I think the proteinIds column in all the parquet files in the following location are empty:
I use the Python’s fastparquet and pandas packages to parse the parquet files.
Could you please double check?
Tiejun Cheng
I think the proteinIds column in all the parquet files in the following location are empty:
I use the Python’s fastparquet and pandas packages to parse the parquet files.
Could you please double check?
Tiejun Cheng
Dear Tiejun Cheng,
Thanks for reaching out to us with your question.
The schema of target dataset contains a set of nested columns (this include the proteinIds column). In the case of proteinIds column the schema looks like
root
|-- proteinIds: array (nullable = true)
| |-- element: struct (containsNull = true)
| | |-- id: string (nullable = true)
| | |-- source: string (nullable = true)
The schema is a nested array of structs, which is not supported by fastparquet - have a look at the package documentation. The fastparquet read supports only List fields that have primitive element types, not structs. This is why fastparquet report None instead of actual values.
In case of using pandas please use the pyarrow engine.
In [36]: import pandas as pd
In [37]: pd.read_parquet('https://ftp.ebi.ac.uk/pub/databases/opentargets/platform/25.03/output/target/part-00000-4c6c5f36-b7cf-4ea1-804c-33e0c7b43fad-c000.snappy.parquet', engine='pyarrow').proteinIds
Out[37]:
0 [{'id': 'A6NM43', 'source': 'uniprot_obsolete'}]

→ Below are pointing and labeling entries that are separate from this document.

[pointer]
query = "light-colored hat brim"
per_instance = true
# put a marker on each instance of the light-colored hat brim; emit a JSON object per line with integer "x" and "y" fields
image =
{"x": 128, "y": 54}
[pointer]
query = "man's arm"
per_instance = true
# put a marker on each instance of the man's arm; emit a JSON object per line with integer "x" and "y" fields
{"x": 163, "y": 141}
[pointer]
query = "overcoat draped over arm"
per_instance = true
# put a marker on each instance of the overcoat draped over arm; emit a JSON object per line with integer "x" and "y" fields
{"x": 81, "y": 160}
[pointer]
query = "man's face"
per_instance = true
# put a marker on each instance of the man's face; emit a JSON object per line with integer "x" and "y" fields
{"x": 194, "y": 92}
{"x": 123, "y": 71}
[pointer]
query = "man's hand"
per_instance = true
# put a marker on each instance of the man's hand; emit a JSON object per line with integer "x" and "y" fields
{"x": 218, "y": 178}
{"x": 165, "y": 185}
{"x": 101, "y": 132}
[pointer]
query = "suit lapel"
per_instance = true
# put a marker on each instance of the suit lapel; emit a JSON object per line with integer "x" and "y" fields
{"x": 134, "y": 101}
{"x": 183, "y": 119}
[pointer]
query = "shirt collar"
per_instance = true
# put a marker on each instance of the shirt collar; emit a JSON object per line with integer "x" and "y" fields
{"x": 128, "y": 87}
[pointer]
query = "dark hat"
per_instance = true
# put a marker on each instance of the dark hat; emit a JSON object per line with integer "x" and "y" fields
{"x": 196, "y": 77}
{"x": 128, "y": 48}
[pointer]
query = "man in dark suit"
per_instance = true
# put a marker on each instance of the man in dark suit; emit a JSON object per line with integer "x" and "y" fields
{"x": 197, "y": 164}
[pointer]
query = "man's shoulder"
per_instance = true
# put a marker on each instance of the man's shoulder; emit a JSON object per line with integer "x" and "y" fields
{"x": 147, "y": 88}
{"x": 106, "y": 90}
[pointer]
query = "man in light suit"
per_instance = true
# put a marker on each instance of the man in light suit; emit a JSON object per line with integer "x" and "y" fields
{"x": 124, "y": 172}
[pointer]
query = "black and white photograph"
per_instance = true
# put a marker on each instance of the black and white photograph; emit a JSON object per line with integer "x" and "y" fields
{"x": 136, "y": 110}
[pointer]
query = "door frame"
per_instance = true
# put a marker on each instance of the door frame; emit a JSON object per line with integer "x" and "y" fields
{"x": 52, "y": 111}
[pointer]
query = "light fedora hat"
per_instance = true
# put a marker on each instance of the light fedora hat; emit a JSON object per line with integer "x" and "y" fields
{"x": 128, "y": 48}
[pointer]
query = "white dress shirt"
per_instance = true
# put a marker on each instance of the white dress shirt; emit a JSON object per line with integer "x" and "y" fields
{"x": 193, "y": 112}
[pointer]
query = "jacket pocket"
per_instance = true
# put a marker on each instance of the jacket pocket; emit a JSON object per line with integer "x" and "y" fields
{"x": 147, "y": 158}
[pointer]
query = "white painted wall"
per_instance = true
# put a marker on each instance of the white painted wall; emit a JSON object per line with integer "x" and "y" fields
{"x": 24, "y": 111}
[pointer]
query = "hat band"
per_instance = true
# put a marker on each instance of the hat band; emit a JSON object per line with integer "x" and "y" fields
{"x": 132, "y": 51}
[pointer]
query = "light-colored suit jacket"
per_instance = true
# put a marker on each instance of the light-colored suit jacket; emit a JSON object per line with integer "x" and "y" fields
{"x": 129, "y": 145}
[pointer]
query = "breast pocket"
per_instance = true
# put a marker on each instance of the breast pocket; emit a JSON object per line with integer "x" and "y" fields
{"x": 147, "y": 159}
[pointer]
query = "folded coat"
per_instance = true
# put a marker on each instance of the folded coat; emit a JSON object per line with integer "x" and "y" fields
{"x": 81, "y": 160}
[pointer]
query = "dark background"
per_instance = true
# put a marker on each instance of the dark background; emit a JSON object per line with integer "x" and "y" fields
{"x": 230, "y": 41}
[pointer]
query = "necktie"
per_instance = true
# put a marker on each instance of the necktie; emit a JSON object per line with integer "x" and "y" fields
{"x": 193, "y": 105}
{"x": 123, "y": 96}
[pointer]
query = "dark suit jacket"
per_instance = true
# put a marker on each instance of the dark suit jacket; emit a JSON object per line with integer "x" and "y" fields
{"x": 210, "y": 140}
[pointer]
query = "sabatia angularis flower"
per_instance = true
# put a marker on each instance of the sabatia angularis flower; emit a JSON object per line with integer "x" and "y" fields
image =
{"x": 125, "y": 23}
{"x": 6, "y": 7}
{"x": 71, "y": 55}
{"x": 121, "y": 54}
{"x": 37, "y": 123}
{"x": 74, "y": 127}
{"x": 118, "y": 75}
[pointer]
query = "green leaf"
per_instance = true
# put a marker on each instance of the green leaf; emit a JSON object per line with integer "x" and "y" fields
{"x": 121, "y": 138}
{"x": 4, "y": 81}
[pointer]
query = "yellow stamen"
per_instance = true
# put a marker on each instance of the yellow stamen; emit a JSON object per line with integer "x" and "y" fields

1 [{'id': 'Q13395', 'source': 'uniprot_swissprot...
2 [{'id': 'P11277', 'source': 'uniprot_swissprot...
3 [{'id': 'Q86US8', 'source': 'uniprot_swissprot...
4 [{'id': 'O94910', 'source': 'uniprot_swissprot...
...
398 None
399 None
400 None
401 None
402 None
Name: proteinIds, Length: 403, dtype: object
Thanks a lot. That’s extremely helpful.